Colman went on to develop one of regional NSW's largest chains of department stores, including JB Young's, Fosseys and Owl Supermarkets.

The Allport family lived in Kawaree until they sold it to John Fisher's company Rynkite P/L in 1987, which began construction of the Kawaree Village Aged Care Facility within its broader gardens and property.

Since the development of an aged care facility on Kawaree during the late 1980s the landscape has undergone significant changes to accommodate a number of residential buildings, with the original Kawaree (house) building extended and modified for use as the facility residents' community centre. Through these changes there are a number of extant features that derive from the original Kawaree garden setting (that remain).

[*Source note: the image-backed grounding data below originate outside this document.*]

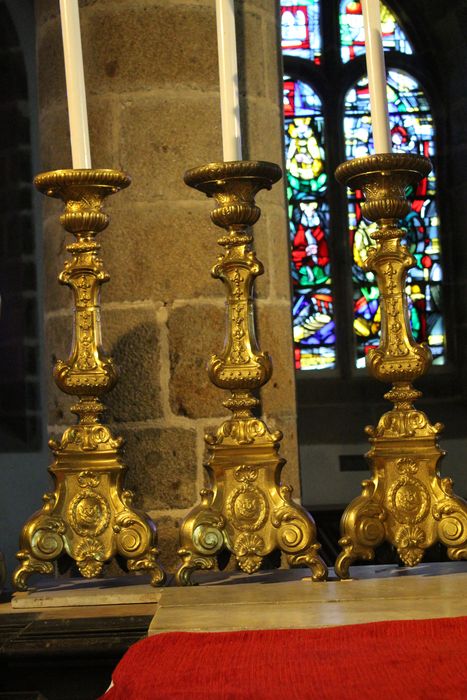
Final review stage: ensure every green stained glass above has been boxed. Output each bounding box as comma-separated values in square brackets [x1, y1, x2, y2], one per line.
[344, 70, 445, 367]
[339, 0, 413, 63]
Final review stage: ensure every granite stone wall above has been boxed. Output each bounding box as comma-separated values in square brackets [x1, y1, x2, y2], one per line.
[35, 0, 299, 571]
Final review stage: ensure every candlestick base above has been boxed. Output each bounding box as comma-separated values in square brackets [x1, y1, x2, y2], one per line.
[175, 161, 327, 585]
[334, 154, 467, 578]
[13, 169, 165, 590]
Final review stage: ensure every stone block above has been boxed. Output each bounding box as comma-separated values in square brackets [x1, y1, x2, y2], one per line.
[262, 203, 293, 301]
[34, 0, 301, 561]
[90, 97, 121, 169]
[99, 200, 223, 303]
[168, 303, 228, 419]
[83, 3, 218, 96]
[243, 98, 284, 166]
[103, 305, 162, 422]
[237, 7, 266, 99]
[42, 216, 69, 313]
[36, 17, 66, 112]
[119, 94, 222, 203]
[39, 96, 119, 172]
[38, 105, 70, 172]
[121, 426, 198, 511]
[35, 0, 100, 25]
[257, 301, 297, 416]
[35, 0, 60, 25]
[264, 411, 301, 496]
[242, 0, 279, 12]
[264, 16, 283, 104]
[41, 193, 63, 225]
[151, 515, 182, 573]
[45, 313, 74, 426]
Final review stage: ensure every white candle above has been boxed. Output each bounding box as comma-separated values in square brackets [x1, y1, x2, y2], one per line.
[361, 0, 392, 153]
[59, 0, 92, 168]
[215, 0, 242, 161]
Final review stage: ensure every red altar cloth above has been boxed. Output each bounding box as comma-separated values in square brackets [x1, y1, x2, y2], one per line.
[100, 616, 467, 699]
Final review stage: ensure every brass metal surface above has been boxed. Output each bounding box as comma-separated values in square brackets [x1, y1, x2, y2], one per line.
[334, 153, 467, 577]
[176, 160, 327, 585]
[13, 169, 165, 590]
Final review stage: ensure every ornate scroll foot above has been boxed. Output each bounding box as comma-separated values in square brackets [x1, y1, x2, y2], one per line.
[13, 553, 56, 592]
[434, 480, 467, 561]
[13, 496, 66, 590]
[273, 485, 327, 581]
[175, 489, 225, 585]
[175, 551, 217, 587]
[446, 545, 467, 561]
[113, 496, 166, 585]
[334, 538, 375, 580]
[126, 548, 166, 586]
[334, 479, 386, 579]
[287, 547, 328, 582]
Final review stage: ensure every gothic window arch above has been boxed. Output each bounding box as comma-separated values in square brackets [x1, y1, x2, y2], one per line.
[281, 0, 447, 377]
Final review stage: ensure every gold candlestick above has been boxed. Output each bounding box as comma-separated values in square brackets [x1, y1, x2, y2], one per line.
[13, 169, 165, 590]
[334, 153, 467, 578]
[175, 161, 327, 585]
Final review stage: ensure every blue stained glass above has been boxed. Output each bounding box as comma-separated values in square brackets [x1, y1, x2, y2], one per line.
[281, 0, 322, 64]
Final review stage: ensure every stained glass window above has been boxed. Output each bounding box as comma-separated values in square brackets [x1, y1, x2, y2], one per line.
[281, 0, 446, 373]
[339, 0, 413, 63]
[344, 70, 445, 366]
[281, 0, 322, 64]
[284, 79, 334, 370]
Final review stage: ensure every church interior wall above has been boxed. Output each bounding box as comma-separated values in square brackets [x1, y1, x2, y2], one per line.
[0, 0, 466, 581]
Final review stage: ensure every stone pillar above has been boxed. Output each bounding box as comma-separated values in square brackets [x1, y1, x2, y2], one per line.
[36, 0, 299, 571]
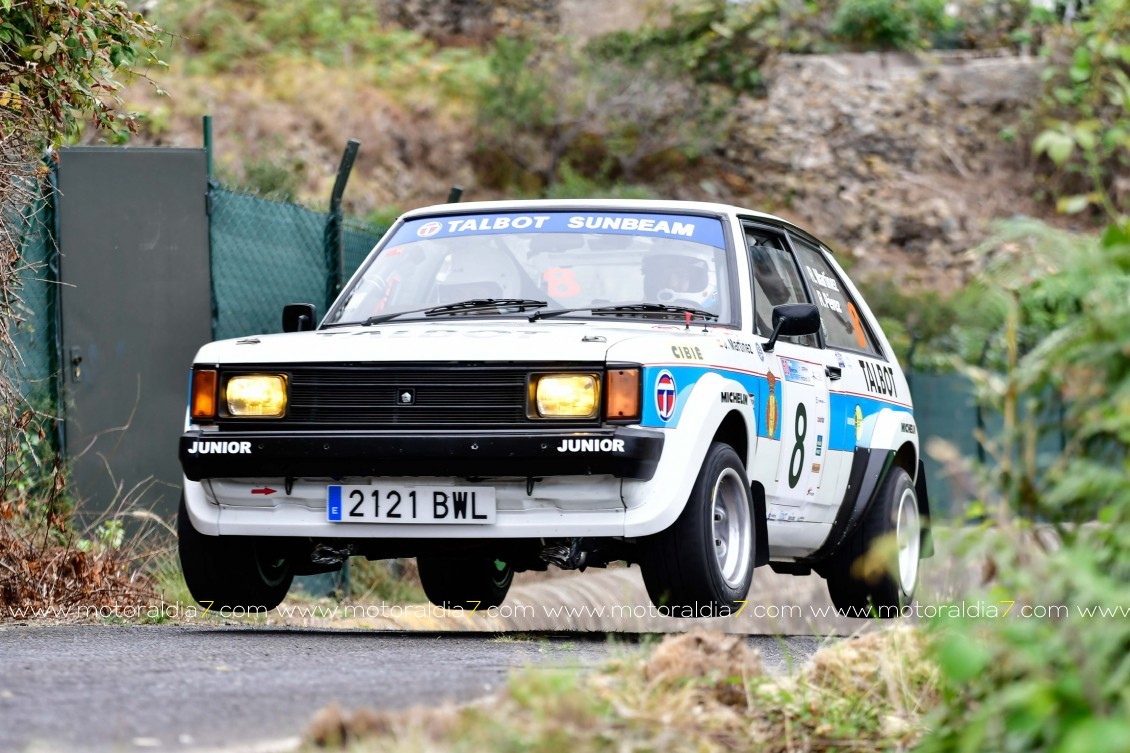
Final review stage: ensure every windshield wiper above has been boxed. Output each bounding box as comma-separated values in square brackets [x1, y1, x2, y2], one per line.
[530, 302, 719, 322]
[363, 298, 547, 325]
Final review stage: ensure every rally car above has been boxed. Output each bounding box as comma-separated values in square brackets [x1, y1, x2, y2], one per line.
[178, 199, 932, 617]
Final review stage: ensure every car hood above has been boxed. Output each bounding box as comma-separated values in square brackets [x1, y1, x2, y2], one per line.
[192, 319, 697, 365]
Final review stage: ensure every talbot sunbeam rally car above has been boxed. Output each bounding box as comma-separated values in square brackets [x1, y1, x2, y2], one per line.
[178, 199, 932, 617]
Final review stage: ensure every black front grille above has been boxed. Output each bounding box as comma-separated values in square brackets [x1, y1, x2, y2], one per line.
[218, 364, 601, 429]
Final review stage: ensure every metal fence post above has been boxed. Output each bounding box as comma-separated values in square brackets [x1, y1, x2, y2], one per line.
[325, 140, 360, 310]
[203, 115, 219, 337]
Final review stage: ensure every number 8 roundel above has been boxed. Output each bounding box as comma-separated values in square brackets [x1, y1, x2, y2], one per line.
[655, 370, 677, 422]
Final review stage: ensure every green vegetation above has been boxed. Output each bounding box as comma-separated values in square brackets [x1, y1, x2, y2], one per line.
[306, 628, 937, 752]
[2, 2, 162, 620]
[149, 0, 489, 103]
[830, 0, 952, 51]
[586, 0, 832, 95]
[0, 0, 163, 145]
[1032, 0, 1130, 220]
[349, 559, 426, 605]
[472, 35, 726, 194]
[918, 207, 1130, 750]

In 1988 a permanent conservation order under the NSW Heritage Act was made on Kawaree. This was replaced by Kawaree's listing on the NSW State Heritage Register in 1999. In 1991 Kawaree was listed on the Queanbeyan Local Environmental Plan, which lapsed and was replaced by the 1998 LEP listing. This was subsequently updated in 1999 and again in 2007, after a local heritage study.

== Description ==
Much change has occurred to Kawaree's landscape since 1987's construction of the Kawaree Retirement Village and subsequent expansion of that with an Aged Care Facility.

Kawaree, at the time the Colmans lived there, had open horse paddocks, chicken runs, vegetable gardens and fruit orchards. Open space was a vital part of the Kawaree way of life, providing as it did for the transport and dietary needs of its occupants. Colman and his wife lived there until their deaths in 1959.

- Grounds
The Kawaree landscape was initially developed over 70 years through the gold rush of the 1880s, the depression of the 1890s, Federation, the 1920s, the Great Depression of the 1930s, World War 2 and was finalised in the optimism of post-war Australia.

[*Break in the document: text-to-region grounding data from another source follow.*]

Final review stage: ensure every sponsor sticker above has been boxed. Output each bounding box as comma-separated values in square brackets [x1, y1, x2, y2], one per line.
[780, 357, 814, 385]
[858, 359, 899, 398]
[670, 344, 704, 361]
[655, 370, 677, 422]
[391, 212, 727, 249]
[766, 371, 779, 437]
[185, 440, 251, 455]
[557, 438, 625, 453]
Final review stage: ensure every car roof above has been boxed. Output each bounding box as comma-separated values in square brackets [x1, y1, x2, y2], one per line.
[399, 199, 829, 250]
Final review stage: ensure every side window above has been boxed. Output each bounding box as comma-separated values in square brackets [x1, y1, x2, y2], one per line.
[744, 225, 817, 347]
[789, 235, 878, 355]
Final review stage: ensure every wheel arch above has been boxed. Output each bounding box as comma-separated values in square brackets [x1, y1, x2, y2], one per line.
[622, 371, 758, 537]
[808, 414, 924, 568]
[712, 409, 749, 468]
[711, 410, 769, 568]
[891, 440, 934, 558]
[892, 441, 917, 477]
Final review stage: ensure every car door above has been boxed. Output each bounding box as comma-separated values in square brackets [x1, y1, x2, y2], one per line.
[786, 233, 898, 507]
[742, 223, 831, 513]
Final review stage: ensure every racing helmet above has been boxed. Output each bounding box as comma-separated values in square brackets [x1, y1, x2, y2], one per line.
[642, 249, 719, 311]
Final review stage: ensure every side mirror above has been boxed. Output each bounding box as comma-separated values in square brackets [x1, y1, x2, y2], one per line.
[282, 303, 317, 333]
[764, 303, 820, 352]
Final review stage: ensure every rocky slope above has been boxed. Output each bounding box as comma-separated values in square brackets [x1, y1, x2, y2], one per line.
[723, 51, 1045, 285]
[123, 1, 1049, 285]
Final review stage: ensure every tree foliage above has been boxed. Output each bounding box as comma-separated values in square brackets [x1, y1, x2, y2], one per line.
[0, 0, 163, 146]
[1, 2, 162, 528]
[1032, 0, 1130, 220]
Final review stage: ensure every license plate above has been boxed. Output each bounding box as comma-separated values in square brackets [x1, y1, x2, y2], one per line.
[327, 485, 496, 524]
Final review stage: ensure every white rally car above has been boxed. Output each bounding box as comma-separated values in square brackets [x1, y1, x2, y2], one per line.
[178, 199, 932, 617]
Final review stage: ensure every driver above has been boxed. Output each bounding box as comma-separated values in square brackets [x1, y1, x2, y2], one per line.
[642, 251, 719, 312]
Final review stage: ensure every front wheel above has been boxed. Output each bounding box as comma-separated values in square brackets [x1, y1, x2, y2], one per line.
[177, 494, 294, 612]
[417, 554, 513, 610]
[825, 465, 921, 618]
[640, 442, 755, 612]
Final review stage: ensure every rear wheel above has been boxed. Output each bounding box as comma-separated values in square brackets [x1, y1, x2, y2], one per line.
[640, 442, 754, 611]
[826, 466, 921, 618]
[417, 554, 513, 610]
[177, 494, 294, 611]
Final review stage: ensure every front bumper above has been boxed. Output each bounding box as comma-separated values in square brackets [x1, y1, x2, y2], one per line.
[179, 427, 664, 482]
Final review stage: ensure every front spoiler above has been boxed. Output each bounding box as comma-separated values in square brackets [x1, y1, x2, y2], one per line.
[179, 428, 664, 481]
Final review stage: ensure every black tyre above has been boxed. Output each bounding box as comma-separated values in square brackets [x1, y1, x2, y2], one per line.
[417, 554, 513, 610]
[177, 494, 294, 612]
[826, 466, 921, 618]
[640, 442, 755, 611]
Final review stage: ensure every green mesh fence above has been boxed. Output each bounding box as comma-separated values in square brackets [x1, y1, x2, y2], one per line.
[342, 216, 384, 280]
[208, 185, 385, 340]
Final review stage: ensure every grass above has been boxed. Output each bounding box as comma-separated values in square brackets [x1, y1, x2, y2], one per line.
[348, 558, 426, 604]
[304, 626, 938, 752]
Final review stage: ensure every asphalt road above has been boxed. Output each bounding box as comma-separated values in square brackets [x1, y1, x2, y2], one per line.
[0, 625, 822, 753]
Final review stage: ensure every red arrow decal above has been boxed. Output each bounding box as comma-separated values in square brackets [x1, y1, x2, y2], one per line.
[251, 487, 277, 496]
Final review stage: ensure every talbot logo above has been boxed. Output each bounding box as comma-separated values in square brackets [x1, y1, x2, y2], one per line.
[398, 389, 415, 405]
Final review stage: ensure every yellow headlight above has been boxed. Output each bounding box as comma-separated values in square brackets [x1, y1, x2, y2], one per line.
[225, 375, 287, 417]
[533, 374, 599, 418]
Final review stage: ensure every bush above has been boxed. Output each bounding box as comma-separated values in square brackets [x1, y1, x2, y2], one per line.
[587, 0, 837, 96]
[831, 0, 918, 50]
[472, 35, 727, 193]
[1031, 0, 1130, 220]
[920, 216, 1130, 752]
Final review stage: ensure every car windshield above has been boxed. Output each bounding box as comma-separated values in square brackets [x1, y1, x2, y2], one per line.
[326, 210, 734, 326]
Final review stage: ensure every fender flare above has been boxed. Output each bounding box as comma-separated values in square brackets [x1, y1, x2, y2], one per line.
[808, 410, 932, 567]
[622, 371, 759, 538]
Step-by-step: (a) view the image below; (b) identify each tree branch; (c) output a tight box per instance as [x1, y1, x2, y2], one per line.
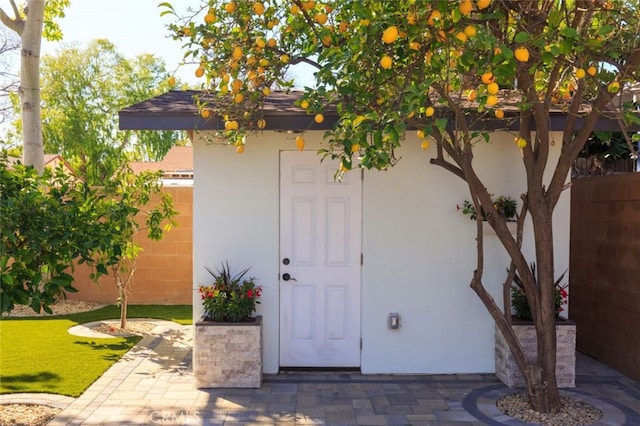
[0, 0, 24, 35]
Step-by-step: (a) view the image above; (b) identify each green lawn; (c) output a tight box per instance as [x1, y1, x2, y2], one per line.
[0, 305, 192, 397]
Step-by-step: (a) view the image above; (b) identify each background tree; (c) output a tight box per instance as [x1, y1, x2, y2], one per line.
[0, 0, 69, 173]
[37, 39, 182, 184]
[0, 25, 19, 126]
[166, 0, 640, 413]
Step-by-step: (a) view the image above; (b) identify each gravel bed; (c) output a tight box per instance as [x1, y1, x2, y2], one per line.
[497, 393, 603, 425]
[2, 300, 104, 317]
[92, 321, 157, 335]
[0, 404, 61, 426]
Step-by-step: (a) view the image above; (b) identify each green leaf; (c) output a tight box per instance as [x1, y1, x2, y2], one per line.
[514, 32, 530, 43]
[560, 27, 579, 39]
[435, 118, 448, 133]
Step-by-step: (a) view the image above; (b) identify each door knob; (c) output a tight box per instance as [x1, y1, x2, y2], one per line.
[282, 258, 290, 265]
[282, 273, 296, 281]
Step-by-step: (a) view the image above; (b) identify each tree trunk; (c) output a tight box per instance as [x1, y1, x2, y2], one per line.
[20, 0, 44, 173]
[118, 282, 127, 329]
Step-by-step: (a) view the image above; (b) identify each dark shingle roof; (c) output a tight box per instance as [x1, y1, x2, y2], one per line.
[119, 90, 637, 132]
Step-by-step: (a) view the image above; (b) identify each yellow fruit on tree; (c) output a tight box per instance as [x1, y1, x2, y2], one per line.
[587, 65, 597, 76]
[267, 38, 277, 47]
[234, 93, 244, 103]
[351, 143, 361, 152]
[296, 135, 305, 151]
[263, 87, 271, 96]
[421, 140, 430, 150]
[487, 82, 499, 95]
[232, 79, 243, 92]
[257, 118, 266, 129]
[407, 12, 417, 25]
[315, 13, 328, 25]
[339, 21, 348, 33]
[455, 32, 467, 43]
[315, 113, 324, 123]
[300, 100, 310, 109]
[417, 129, 425, 139]
[204, 12, 216, 24]
[255, 38, 266, 48]
[459, 0, 473, 15]
[201, 109, 211, 119]
[575, 68, 586, 79]
[477, 0, 491, 10]
[494, 109, 504, 119]
[409, 41, 420, 50]
[280, 54, 290, 64]
[225, 2, 236, 13]
[195, 66, 205, 78]
[380, 55, 393, 69]
[259, 58, 269, 67]
[427, 10, 442, 26]
[425, 106, 435, 117]
[464, 25, 477, 38]
[608, 81, 620, 93]
[291, 4, 300, 14]
[167, 76, 176, 86]
[303, 0, 315, 11]
[468, 89, 477, 102]
[514, 47, 530, 62]
[481, 71, 494, 84]
[516, 137, 527, 148]
[236, 145, 245, 154]
[486, 94, 498, 106]
[382, 26, 399, 44]
[232, 46, 242, 60]
[253, 2, 265, 15]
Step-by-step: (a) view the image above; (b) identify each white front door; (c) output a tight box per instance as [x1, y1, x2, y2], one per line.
[279, 151, 362, 367]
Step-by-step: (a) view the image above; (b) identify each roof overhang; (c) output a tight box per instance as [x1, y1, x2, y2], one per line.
[119, 90, 640, 133]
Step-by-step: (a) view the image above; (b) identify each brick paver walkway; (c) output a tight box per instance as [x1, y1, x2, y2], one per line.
[2, 321, 639, 425]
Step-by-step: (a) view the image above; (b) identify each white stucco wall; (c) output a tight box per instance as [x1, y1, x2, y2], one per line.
[192, 130, 570, 375]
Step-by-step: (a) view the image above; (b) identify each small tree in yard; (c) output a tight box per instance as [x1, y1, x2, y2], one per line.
[164, 0, 640, 413]
[92, 166, 177, 330]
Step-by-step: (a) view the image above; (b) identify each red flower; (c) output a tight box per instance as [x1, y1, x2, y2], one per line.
[247, 289, 254, 298]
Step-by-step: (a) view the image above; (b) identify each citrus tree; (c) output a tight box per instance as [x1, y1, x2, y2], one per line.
[164, 0, 640, 412]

The property was a large block on the edge of (i.e. outside the) Queanbeyan's town grid, basically a semi-rural villa estate.

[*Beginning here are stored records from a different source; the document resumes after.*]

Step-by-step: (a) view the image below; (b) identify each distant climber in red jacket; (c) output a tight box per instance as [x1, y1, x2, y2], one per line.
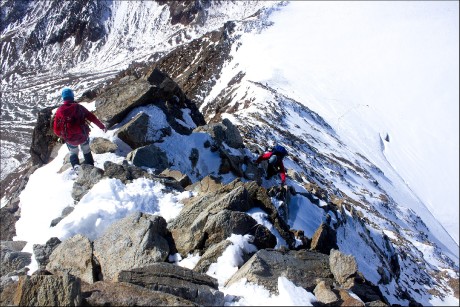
[53, 88, 106, 172]
[255, 145, 288, 185]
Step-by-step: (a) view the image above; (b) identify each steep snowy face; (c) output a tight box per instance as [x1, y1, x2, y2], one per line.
[0, 0, 277, 180]
[143, 9, 459, 304]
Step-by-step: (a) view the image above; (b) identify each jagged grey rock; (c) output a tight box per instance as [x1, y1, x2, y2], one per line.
[225, 249, 333, 293]
[13, 273, 81, 306]
[82, 281, 198, 306]
[90, 137, 118, 154]
[71, 164, 105, 201]
[33, 237, 61, 270]
[46, 234, 96, 284]
[94, 79, 153, 127]
[29, 106, 59, 166]
[116, 112, 150, 149]
[93, 212, 171, 282]
[329, 249, 358, 285]
[0, 241, 31, 276]
[127, 144, 169, 173]
[222, 118, 244, 148]
[118, 263, 224, 306]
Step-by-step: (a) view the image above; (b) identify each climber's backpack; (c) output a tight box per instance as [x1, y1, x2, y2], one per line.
[55, 103, 89, 145]
[272, 145, 288, 158]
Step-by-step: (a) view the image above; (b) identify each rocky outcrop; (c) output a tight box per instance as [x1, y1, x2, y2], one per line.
[29, 106, 59, 166]
[168, 179, 291, 256]
[193, 240, 232, 274]
[13, 273, 81, 306]
[118, 263, 225, 306]
[94, 68, 205, 133]
[93, 212, 172, 281]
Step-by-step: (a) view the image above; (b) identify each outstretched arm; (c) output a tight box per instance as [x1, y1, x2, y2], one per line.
[83, 108, 106, 130]
[255, 152, 272, 163]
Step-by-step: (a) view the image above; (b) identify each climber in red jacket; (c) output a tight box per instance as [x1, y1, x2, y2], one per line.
[255, 145, 288, 185]
[53, 88, 106, 172]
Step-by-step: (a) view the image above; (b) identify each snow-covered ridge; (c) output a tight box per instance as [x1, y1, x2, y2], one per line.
[0, 1, 458, 306]
[0, 0, 279, 182]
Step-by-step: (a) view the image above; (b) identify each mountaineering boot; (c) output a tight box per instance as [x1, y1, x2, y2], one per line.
[83, 152, 95, 166]
[69, 154, 80, 169]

The serpentine carriage drive and loop before the house was reflective of Victorian estate planning - it was converted into a driveway in the Inter-war period with flanking garden reflecting that era of garden style.

- Garden
There is no documented evidence of any garden design for the period between the house's completion in 1889 and 1921 when the property was first rented, to 1924 when the Colmans became its owners.

The picket fence and gate towards the house reflect Late Victorian era garden detail that remains.

The overflowing house gardens (beds) which framed the lawns and serpentine carriage loop were typical of Arts & Crafts (interwar) period.

The Colmans (here from 1921, renting (and owning from 1924)) were avid gardeners and highly regarded for their wide variety of roses, also for the range of flowers, shrubs and conifers which filled the abundant garden spaces. The overflowing house gardens framed the lawns and serpentine carriage loop, typical of the Arts & Crafts (interwar) period, whilst the picket fence was a remnant of an earlier time and is evidence of the Late Victorian garden style. Photographic evidence suggests the garden was structurally in place when the first images were taken in 1924, and the style is reflective of both Late Victorian and early 20th century garden (styles). Although the picket fence and formal entry are evident in gardens from the Victorian and Late Victorian eras, the remaining elements indicate other influences which were more reflective of the Federation and Picturesque ideals of the new century, tempered with plant choices resilient to drought (hardy species of roses, conifers and perennials. The extent of the garden is a display of the optimism of the period prior to the (Great) depression of 1929.

- House
The house is of a late Victorian style, built at a time of great growth in the Southern NSW regional areas. In the late 1980s it was converted into, extended and modified for use as the community facility as part of estate changes to create the Kawaree Retirement Village.

== Heritage listing ==
Kawaree was listed on the New South Wales State Heritage Register on 2 April 1999.